Hükümetle ters düşerek emekliliklerini isteyen komutanlar medyada geniş yankı buldu
Abone olÜnlü isimler Genelkurmay Başkanı Orgeneral Işık Koşaner ve Kuvvet Komutanları'nın istifalarını değerlendirdi.
Rasim Ozan Kütahyalı (Sabah - Takvim yazarı)
Ben bugünü bir milad olarak görüyorum. Bugünden sonra sivil hükümetin askeri otorite üzerindeki egemenliği tescil edilmiştir. Bundan böyle bütün Genel Kurmay Başkanları Başbakan'ın karşısında hizaye geçmek zorundadır. Demokratik hukuk devletinde olması gereken buydu.

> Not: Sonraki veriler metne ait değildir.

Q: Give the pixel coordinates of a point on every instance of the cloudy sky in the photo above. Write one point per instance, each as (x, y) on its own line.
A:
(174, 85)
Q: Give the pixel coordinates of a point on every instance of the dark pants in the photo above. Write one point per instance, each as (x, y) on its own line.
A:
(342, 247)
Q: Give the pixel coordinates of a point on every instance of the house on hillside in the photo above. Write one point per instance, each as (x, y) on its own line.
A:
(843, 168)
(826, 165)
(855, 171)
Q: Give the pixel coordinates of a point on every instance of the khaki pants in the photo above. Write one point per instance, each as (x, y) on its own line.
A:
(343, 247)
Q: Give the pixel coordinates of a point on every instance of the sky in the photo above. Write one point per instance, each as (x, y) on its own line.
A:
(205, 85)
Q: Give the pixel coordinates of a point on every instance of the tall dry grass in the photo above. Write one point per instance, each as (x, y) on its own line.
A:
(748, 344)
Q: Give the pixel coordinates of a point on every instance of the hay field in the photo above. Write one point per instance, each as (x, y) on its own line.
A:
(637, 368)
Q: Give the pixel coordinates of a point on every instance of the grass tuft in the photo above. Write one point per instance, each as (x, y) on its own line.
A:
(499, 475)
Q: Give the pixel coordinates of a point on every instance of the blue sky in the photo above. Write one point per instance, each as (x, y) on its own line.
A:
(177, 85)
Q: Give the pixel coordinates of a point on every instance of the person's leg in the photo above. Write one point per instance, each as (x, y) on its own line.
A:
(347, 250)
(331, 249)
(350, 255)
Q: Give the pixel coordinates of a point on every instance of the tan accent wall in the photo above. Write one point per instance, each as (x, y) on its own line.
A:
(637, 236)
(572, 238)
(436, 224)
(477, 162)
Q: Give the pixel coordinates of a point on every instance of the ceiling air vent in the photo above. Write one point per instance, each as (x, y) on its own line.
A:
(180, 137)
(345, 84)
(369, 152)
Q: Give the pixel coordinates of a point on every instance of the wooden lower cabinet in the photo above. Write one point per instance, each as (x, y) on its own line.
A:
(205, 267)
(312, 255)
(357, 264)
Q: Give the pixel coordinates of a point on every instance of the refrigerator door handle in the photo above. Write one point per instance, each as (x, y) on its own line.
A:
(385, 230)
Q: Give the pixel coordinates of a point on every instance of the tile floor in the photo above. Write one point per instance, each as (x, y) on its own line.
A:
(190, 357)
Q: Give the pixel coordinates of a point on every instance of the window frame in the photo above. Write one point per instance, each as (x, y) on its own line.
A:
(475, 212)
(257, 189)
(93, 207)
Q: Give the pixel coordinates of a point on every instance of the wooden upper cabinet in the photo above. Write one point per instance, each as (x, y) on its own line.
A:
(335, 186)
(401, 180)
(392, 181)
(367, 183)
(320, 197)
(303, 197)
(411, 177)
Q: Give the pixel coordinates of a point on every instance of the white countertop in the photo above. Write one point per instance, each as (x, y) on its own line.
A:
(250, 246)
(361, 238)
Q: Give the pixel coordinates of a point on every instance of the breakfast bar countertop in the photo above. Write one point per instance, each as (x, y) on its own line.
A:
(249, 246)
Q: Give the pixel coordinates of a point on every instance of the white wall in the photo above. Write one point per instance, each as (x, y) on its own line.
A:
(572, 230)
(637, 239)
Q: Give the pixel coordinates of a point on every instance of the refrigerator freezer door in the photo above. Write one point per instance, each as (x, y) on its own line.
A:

Tutuklu olarak yargılanan generallerin görevinin sona erdirilmesi hukukun gereğidir. Genel Kurmay Karargahı buna direnmemiliydi. Direndi sonuç böyle oldu. Bir çok generalimiz Başbakan karşısında selam durmayı askerlik onuruna aykırı olarak görüyor. Öyle bir algıyla yetiştirilmişlerki sivil hükümet karşısında hizaya geçmek sanki askerlik onuruna aykırı. Bu saçmasapan patalojik anlayış artık geçmişte kalmıştır. Nasıl bir binbaşı albayı önünde hizaya geçiyorsa selam duruyorsa aynı şekilde Genel Kurmay Başkanı ve tüm TSK mensupları da Başbakan karşısında esas duruşa geçmek zorundadır. Yeni Türkiye'de demokrasiye bağlı hükemete tam itaatkar TSK olmak zorundadır.
Mehmet Altan, Bülent Kahraman ve Doğu Ergil'in yorumları sonraki sayfada
[PAGE]
Mehmet Altan: Bu istifalar hükümetin Ergenekon Davası'ndan yargılanan askerlerin terfi ettirilmemesi konusundaki kararlı tutumuna karşı bir tepkidir. Hükümet tahmin ediyorum bu durumu öngörmüştür. Böyle bir restleşmeye girildiyse hükümet bu duruma karşılık tedbirlerini önceden almıştır.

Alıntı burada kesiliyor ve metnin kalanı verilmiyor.